Cash Machine Visits Plunge to Just 15 Per Person Annually as Digital Payments Soar
ATM Usage Falls 9% as Brits Make Just 15 Cash Visits Yearly

New figures from the UK's leading cash machine network operator, Link, have revealed a significant decline in ATM usage, with the average person making just 15 visits to cash machines throughout the entirety of last year. This represents a notable shift in consumer behaviour as digital payment methods continue to gain traction across the nation.

Substantial Drop in Cash Withdrawals and Frequency

The data indicates that during these visits, individuals typically withdrew an average of £1,352 from holes-in-the-wall in 2025. This figure marks a 5% decrease compared to the average withdrawal of £1,424 recorded in the previous year, 2024. In broader terms, people aged 16 and over conducted a total of 832 million cash withdrawals last year, which is approximately 9% fewer than the number processed in 2024.

Link has emphasised that ATMs still constitute the majority of cash withdrawals within the UK, surpassing transactions conducted via cashback services and over-the-counter dealings at bank branches, post offices, and emerging banking hubs. Interestingly, the research suggests a changing pattern: while people are visiting ATMs less frequently, they tend to withdraw larger sums of cash on each occasion when they do make a trip.

Regional Disparities in Cash Reliance Across the UK

The report highlights stark regional variations in cash dependency. Northern Ireland maintained its position as the most "cash heavy" part of the United Kingdom, with residents withdrawing an average of £2,249 during 2025. Conversely, the south west of England recorded the lowest average withdrawal, where consumers took out just £974 over the year.

This regional figure is particularly significant as it marks the first instance in Link's recorded data where the average annual cash withdrawal has fallen below the £1,000 threshold in any UK region, underscoring the accelerating move away from physical currency in certain areas.

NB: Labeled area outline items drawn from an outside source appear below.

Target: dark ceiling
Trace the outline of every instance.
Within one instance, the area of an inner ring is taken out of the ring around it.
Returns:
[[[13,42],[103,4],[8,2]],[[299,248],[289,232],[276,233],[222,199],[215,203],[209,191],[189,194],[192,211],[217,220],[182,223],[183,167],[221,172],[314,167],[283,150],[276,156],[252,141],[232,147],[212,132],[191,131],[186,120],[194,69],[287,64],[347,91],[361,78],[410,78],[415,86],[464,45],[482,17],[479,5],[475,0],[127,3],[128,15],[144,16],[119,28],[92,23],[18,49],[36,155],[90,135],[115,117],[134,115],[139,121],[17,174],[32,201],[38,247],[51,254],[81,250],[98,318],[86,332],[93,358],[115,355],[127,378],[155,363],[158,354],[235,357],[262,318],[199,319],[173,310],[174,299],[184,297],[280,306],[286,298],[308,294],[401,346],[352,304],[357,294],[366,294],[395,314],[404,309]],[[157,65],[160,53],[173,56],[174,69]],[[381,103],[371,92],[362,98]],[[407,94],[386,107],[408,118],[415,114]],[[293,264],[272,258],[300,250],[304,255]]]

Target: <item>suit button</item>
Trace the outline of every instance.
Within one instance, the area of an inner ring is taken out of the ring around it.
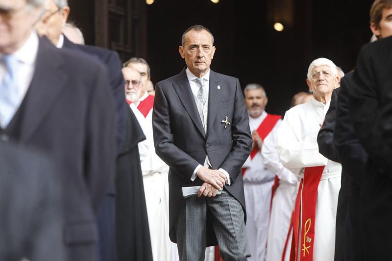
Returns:
[[[7,134],[2,134],[0,135],[0,140],[3,142],[8,142],[9,140],[9,137]]]

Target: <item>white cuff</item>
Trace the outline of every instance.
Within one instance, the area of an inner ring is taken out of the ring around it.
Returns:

Broader Financial Context: Housing and Commodities

This news on declining cash usage arrives alongside other key financial developments. In the property market, experts anticipate a pick-up in the house price recovery. The Nationwide Building Society reported that average house prices recovered by 0.3% last month following a decline in December.

On an annual basis, prices saw a 1% increase in January, elevating the average house price to £270,873. Robert Gardner, Nationwide's chief economist, commented: "Housing market activity is likely to recover in the coming quarters, especially if the improving affordability trend seen last year is maintained."

Sharp Retreat for Precious Metals

In global markets, gold and silver prices have experienced a rapid retreat from recent record highs. This sell-off was triggered by US President Donald Trump's nomination for the incoming chairman of the Federal Reserve, former Fed governor Kevin Warsh, which soothed investor nerves.

The move boosted the US dollar but reduced appetite for traditional safe-haven investments like gold and silver. In early trading, gold was down 7% at just over $4,500 a troy ounce, while silver slumped 13% to $74. This follows a dramatic plunge late last week, with silver falling nearly 30% on Friday and gold dropping over 9% in its worst one-day decline since 1983.

The trends in cash usage, housing, and commodities collectively paint a picture of an evolving financial landscape where digital transactions are becoming increasingly dominant, even as traditional assets like property show signs of resilience and precious metals react sharply to geopolitical and policy developments.